The hands-on workshops are the best value. For about $4 you get 45 minutes on the wheel with a teacher, clay, and painting time. Most studios are clustered just inside the market entrance.

How to get there

  • Bus 47A or 47B — from Long Bien or Hanoi Old Quarter. 45 minutes, 7,000 VND. This is how Hanoians do it.
  • Grab car — 150,000–200,000 VND one-way, 25 minutes. Easiest with kids or in heat.
  • Motorbike — 30 minutes along the Red River dyke. Scenic but the final village lanes are tight.
  • Organised tour from Hanoi — $15–30 for a half-day including transport, market, and a workshop. Worth it only if you want pickup from your hotel.
  • River boat — Hanoi tourism runs a Red River cruise that stops at Bat Trang for $25–35. Slow but relaxing; half the day is on the water.

When to go

Any day. Weekdays are quieter and workshops have more attention to spare. The market is open daily 8am–5pm; some kilns close on Sundays. Avoid the week of Tet (Lunar New Year) when the village effectively shuts.

Typical cost for a half-day

  • Return bus: 14,000 VND (~$0.60)
  • Pottery workshop: 80,000 VND (~$3.50)
  • Museum entry: 50,000 VND (~$2)
  • Lunch in the village: 100,000–150,000 VND
  • Shopping budget: as much as your suitcase allows

Total realistic spend: $10–20, plus souvenirs.

Is Bat Trang worth it?

As a half-day add-on from Hanoi, yes — particularly if your trip is otherwise short on hands-on activities. It's cheap, quick, and you leave with something you made. As a standalone "day trip," no; you'll finish by 1pm and feel you've padded it out. Stack it with a morning in the Old Quarter, or pair it with an afternoon at the Duong Lam Ancient Village if you're really chasing old-village days out.

Skip Bat Trang if you're only in Hanoi for 48 hours. Use those hours on Ninh Binh or Ha Long Bay; ceramic villages are a second-visit pleasure.

Frequently asked questions

How do I get to Bat Trang from Hanoi?

Easiest is bus 47A or 47B from Long Bien bus station — 45 minutes, 7,000 VND (~$0.30). Grab by car costs around 150,000 VND one-way and takes 25 minutes. The cyclo tour option is a tourist trap at $25+.
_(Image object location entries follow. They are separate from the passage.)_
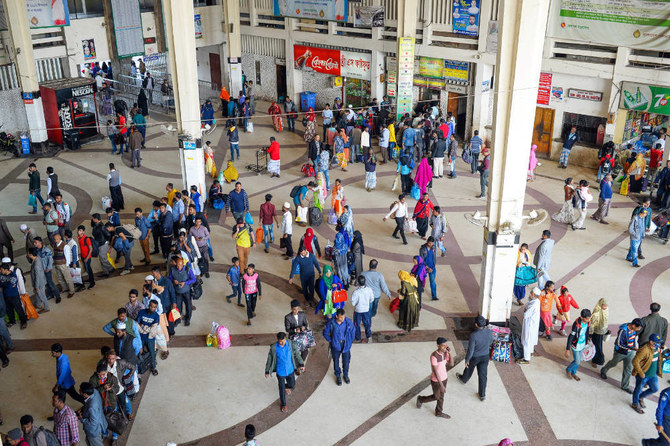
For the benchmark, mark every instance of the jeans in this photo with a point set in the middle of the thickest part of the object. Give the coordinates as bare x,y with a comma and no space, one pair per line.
482,365
327,177
633,251
346,358
268,235
638,394
433,283
285,382
576,359
234,148
367,323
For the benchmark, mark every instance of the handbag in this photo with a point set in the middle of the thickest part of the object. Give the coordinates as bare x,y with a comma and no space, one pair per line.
339,295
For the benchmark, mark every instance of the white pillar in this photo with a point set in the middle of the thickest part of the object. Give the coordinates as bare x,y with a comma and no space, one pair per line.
231,11
22,43
523,24
179,33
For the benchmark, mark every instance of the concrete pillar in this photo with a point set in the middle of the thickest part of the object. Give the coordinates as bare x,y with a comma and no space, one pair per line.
181,51
22,47
519,59
231,12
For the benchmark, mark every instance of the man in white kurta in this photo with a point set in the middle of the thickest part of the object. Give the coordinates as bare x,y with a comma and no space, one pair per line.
531,325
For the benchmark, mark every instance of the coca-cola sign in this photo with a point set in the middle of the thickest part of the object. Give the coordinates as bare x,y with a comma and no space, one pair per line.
321,60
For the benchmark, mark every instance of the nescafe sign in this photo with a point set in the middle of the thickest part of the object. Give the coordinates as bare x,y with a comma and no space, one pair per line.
321,60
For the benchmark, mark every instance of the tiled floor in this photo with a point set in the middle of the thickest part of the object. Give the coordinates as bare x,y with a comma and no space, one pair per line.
204,396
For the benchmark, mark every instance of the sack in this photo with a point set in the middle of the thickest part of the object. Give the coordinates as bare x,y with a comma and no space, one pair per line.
248,219
415,192
332,217
339,295
76,276
625,186
196,289
589,352
49,436
501,351
28,307
106,203
301,215
410,226
134,231
396,182
223,337
144,363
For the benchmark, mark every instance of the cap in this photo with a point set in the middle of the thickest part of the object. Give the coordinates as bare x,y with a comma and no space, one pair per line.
14,434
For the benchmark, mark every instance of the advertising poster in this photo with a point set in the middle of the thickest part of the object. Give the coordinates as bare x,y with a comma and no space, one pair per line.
332,10
629,23
198,26
369,17
88,46
465,17
47,13
647,98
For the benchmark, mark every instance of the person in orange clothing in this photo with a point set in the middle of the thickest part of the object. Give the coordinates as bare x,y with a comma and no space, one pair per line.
225,97
547,298
566,301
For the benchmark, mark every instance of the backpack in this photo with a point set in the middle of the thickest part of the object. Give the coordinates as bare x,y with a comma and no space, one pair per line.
50,437
295,191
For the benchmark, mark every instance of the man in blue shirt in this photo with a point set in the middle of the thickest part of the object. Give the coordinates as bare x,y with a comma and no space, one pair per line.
65,381
281,360
340,333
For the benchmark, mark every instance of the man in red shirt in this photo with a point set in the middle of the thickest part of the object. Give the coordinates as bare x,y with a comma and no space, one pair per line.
267,214
273,164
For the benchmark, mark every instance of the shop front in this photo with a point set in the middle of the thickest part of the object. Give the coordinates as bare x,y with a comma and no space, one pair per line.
70,110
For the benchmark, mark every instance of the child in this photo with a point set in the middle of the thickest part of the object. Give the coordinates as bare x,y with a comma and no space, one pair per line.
566,301
249,434
233,277
251,284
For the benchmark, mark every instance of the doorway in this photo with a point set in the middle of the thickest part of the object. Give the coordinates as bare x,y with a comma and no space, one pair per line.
281,83
215,70
543,128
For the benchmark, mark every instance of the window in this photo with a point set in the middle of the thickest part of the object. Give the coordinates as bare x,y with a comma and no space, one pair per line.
587,127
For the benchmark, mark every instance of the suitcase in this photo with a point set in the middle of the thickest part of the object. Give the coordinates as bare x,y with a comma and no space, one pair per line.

Can I make my own pottery there?

Yes. Workshops in the market area charge 60,000–100,000 VND (~$3–4) for wheel time, clay, and glazing. Firing takes 2–3 days, so you'll need it shipped to your hotel or collect it later.

How much time do I need in Bat Trang?

3–4 hours covers the market, a workshop, and lunch. Half-day territory. Don't build a full day around it unless you're serious about shopping.

Is Bat Trang worth visiting?

If you like crafts, yes. If you just want a village day trip with scenery, skip it — Bat Trang is industrial and busy, not pastoral. The appeal is the pottery, not the setting.

What should I buy?

Small teacups (20,000–50,000 VND each), sauce dishes, and rice bowls pack well. Avoid giant vases unless you're shipping. Prices here are 30–50% below Hanoi retail.